Days after the takeover, Azfaar applied for resettlement when the Home Office started accepting “Expression of Interest” for the scheme. Despite him having a British education, belonging to an ethnic minority (Hazaras), having a father who had worked for years for the UN, and not having a command of local languages, Azfaar’s application was rejected.

He is scared to leave his house because of his strong affiliation to the UK. “I cannot venture out and seek employment even if I wanted to because my whole existence – my way of life, values, lifestyle and education – are British,” he said. “I’m marked for life. I cannot lead a normal life anymore and don’t foresee any opportunities for me or my kids under Taliban rule.”

Azfaar and his family only venture out to buy groceries. The parents have taken their boys out of school due to security risks and are now homeschooling.

“We feel we are being held captives against our wills without any end in sight,” he said. “We are forced to live under captivity like criminals while the real criminals [the Taliban] are roaming freely. The last two years have been a living hell.”

As he can’t work, Azfaar relies on financial help from his siblings. “They spare a few hundred dollars every few months to keep us afloat,” he said.

Without the guarantee of resettlement from the UK Government, Azfaar wouldn’t dare try to escape Afghanistan. But hundreds of thousands have attempted to flee.

“I feel like the British Government is seriously not committed to helping us stranded allies, but rather pushing us towards criminal gangs to try and get to the UK via illegal routes,” he said, pointing out that the UK is becoming increasingly hostile towards refugees who arrive by irregular means. “Promoting safe and legal routes clearly only exists on paper.”

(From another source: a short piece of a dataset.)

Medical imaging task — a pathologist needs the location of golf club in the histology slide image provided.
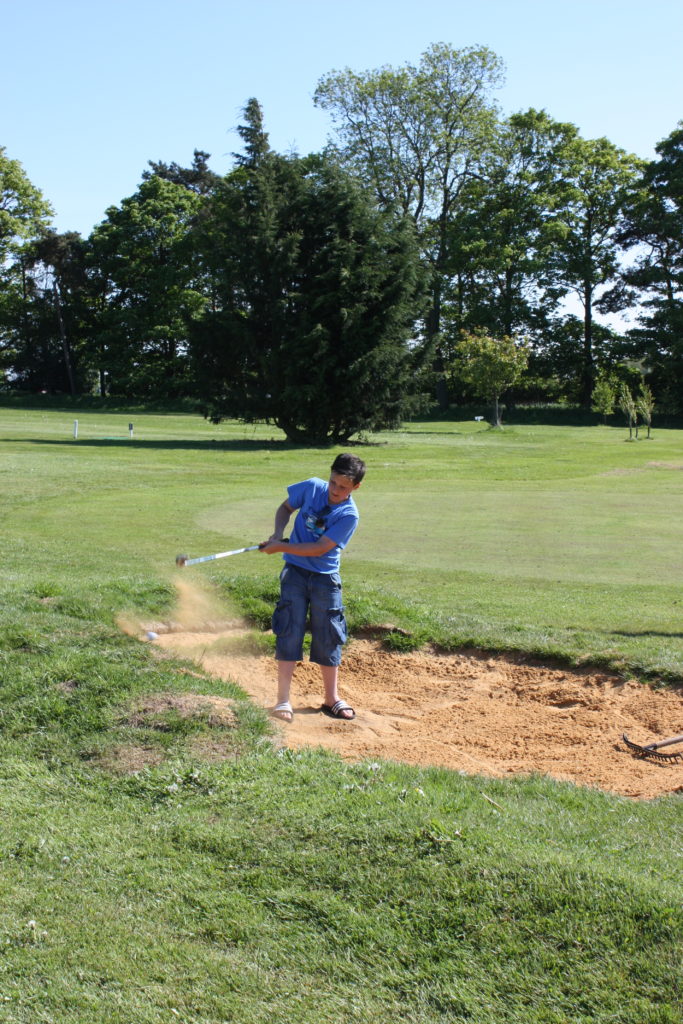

Azfaar feels he has been “systematically failed on all levels by the British Government”. While multigenerational ties to the UK have made him feel British, he says he has been “cruelly and unfairly rejected, forgotten and abandoned by the British Government”.

“We Afghan allies deserve the same respect, commitment and generosity that Ukrainians refugees got from the UK Government in 2022,” he added.

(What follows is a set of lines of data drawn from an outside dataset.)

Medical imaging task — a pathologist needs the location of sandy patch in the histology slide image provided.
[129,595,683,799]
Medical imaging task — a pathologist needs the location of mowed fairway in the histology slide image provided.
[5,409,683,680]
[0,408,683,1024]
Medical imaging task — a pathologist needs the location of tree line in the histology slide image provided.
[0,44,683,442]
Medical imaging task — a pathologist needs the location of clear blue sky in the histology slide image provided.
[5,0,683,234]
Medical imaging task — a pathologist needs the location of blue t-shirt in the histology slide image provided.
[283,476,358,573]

Before the ACRS, the UK Government created the Afghan Relocations and Assistance Policy (Arap) to resettle current or former staff in Afghanistan who were employed by the UK Government.

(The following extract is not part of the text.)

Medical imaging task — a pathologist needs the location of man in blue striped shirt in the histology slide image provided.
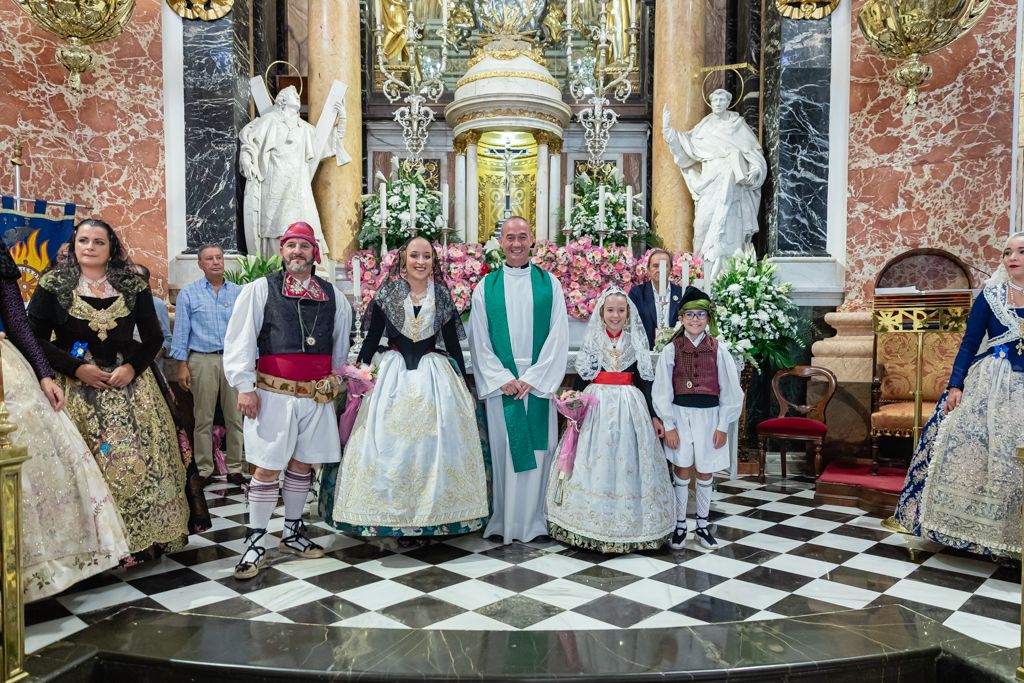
[168,245,246,486]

When the ACRS was created, the Home Office stated its aim to resettle more than 5,000 people in the first year, and up to 20,000 in the following years. This scheme had wider criteria than the Arap and focused on women and children, as well as religious and other minorities in danger from the Taliban – people like Azfaar and his family.

In 2022, 4,629 Afghans were resettled under both schemes, but most were people who had worked for the UK before Kabul fell. Only 22 were accepted because they were vulnerable or at-risk refugees.

“Fundamentally the failings of the ACRS scheme to support arrivals of Afghan refugees since the final evacuation flight during Operation Pitting is, in my view, indicative of the broader context of anti-migrant, anti-refugee policies at the heart of this government,” Lou Calvey, a refugee and asylum specialist, told i. “Time and again we see them doing as little as possible to satisfy any humanitarian feelings within the broader public and as soon as the headlines move they revert to hostile positions.”

A Government spokesperson said: “The UK has made an ambitious and generous commitment to help at-risk people in Afghanistan and, so far, we have brought around 24,600 vulnerable people to safety, including thousands of people eligible for our Afghan resettlement schemes.

“We have a proud history of providing protection for those who genuinely need it through our safe and legal routes and have welcomed over a hundred thousand people from Ukraine and Hong Kong, and 9,113 Afghans under ACRS.”